I thoroughly enjoyed this book, and not because I have siblings (I’m an only child). I enjoyed it because there is a shift in style from Smile to Sisters that seems a little more…mature. I mean, it’s mature in the sense that Raina the character matures between the two books, and it’s only natural that the story takes on that maturity. Don’t get me wrong, this is still a book for young readers, but Telgemeier has definitely elevated her storytelling for this book, and there’s even a setup for a follow up that promises even more.
But what really sells this book is how fun and full of heart it is. Telgemeier’s art is clean completely in service to the story.

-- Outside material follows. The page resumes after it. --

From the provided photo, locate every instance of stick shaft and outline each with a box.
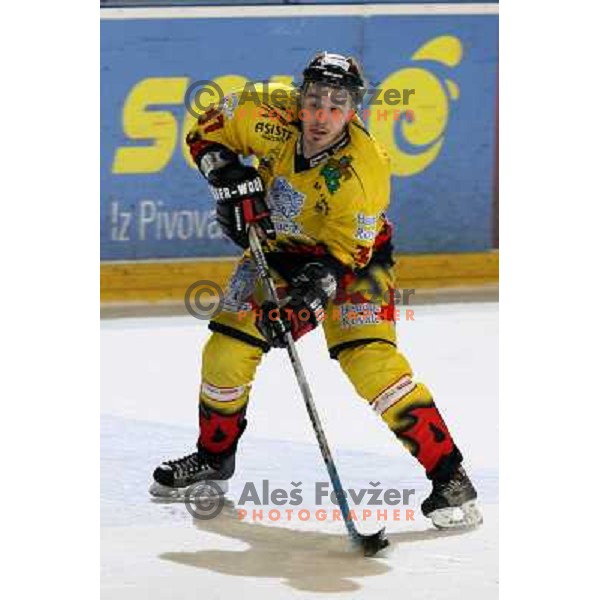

Think of it as a director who really wants to viewer to experience the story more than relying on visual flash to carry the film; that’s what she’s doing with this book. The art is also accessible, which is important given the target demographic for this book. Clearly Sisters is a comic for kids who don’t think they like comics, or don’t think comics are for them. Yet, what Sisters does is tell a relatable story, and gives first time comics readers an easy entrance into the comics world.
Good for ages: I’d say 8 and up. This is a fun read, and the basic layouts offer little resistance for comprehension. I think younger kids and older kids could relate to the sibling relationship, and the feeling that everyone around you is more mature than you are.
Classroom Rating: 9/10. As much as I dug this book, I know I’m not the target demo. Yet, it’s still a great book, and I really enjoyed it. I would recommend it for the middle school classroom in a heartbeat.
What Could You Teach with Sisters? Sisters would fit well with a memoir unit or even in a lit circle. When Eric and I presented our panel on engaging female students through comics at New York Comic Con, Raina Telgemeier was brought up constantly as a writer that our girls would love. I think Sisters could be the gateway drug to a lot more reading.
Highlights: The humor is the highlight here. There are quite a few genuine moments of laughter here, as well as a few true tearjerker moments as well.